望潮亭通信

無常なる世界を見るは楽しかり





バチがあたる?

 例えば、「そんなことをすると地獄に堕ちるよ」と注意された人が、地獄の存在を全く信じていなかったならば、その注意の言葉は空振りだ。同様に、天国の存在を信じていない人に「天国に行くことができるように善行を積みなさい」などと言っても、「天国が存在するなんて、誰が実際に確かめたンだい?」と鼻で笑われるだけかもしれない。



 どこかの宗教が人々に何かを信じることを訴え、「信じなければバチがあたるぞ」などと言っても、その何かを信じていない人々にバチがあたるはずがない(信じていない人々が、バチがあたると思うはずがない)。後から何らかの災いが降り掛かったとしても、信じていない人々はバチがあたったなどとは解釈せず、個別の事象と理解するだろう。
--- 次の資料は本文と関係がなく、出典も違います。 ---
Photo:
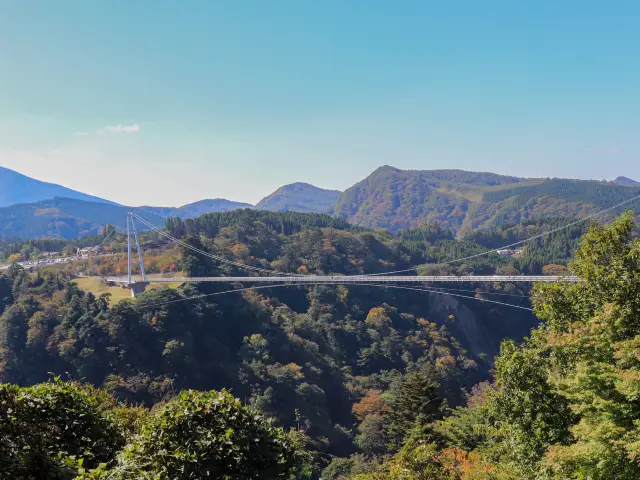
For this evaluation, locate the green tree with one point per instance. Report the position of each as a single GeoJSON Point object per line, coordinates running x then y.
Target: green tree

 信じていない人の心には宗教的な言葉が届かないということは、よくあることだ。例えば、日本に住んでいて、ヒンドゥー教イスラム教と無縁な人が、牛や豚を食べることに罪悪感を持つはずもないし、牛や豚を食べてもタブーに触れたことにはならない。宗教的な約束事は信者以外には通用しない。



 信じていない人にとっては、神も仏も怖くはない。でも、神や仏の存在を信じる人達がいて、教えを広めようとする。神や仏が「存在」するには、まず、人々の心に、何かを信じるという動きを起こさせなければならないから、ままならない人生を嘆く人に向かって、地獄・天国・因果応報・神の裁きなどの概念を持ち出して感情を揺さぶり、「信じる者は救われる」などと説く。



 信じる者は救われる……のかもしれないが、同時に、信じる者はバチを信じるということでもある。何かを信じてしまったなら、バチにも怯えるのかもしれない。バチは人間の力では制御できないものだろうから、バチを気にするようになったら、心の平安を保つためには信心が役立つだろう。

 

「信じる者は救われる」という言葉は「信じぬ者は救われない」ということでもある。信じる者が救われるかどうかは実際には判らないのだが、そういう道理が宗教。信じても救われないというのが現実かもしれないが、そんな疑問には「救われるのは死後の世界においてだ」などと検証不可能な領域へ論を持って行かれて、反論もできない。救われたいと思うようになったら、何かにすがるしかない?



 救われなくたって「それが、どうした」と言い、「地獄? 天国? 一度行って見物したいねえ」などと笑い飛ばせるのは、心が強い(心が健康?)人ができることかな。宗教が果たして来た成果は大きいし、信者たちを貶めるつもりはないが、心に留めておきたい。信じていなければバチはあたらない、と。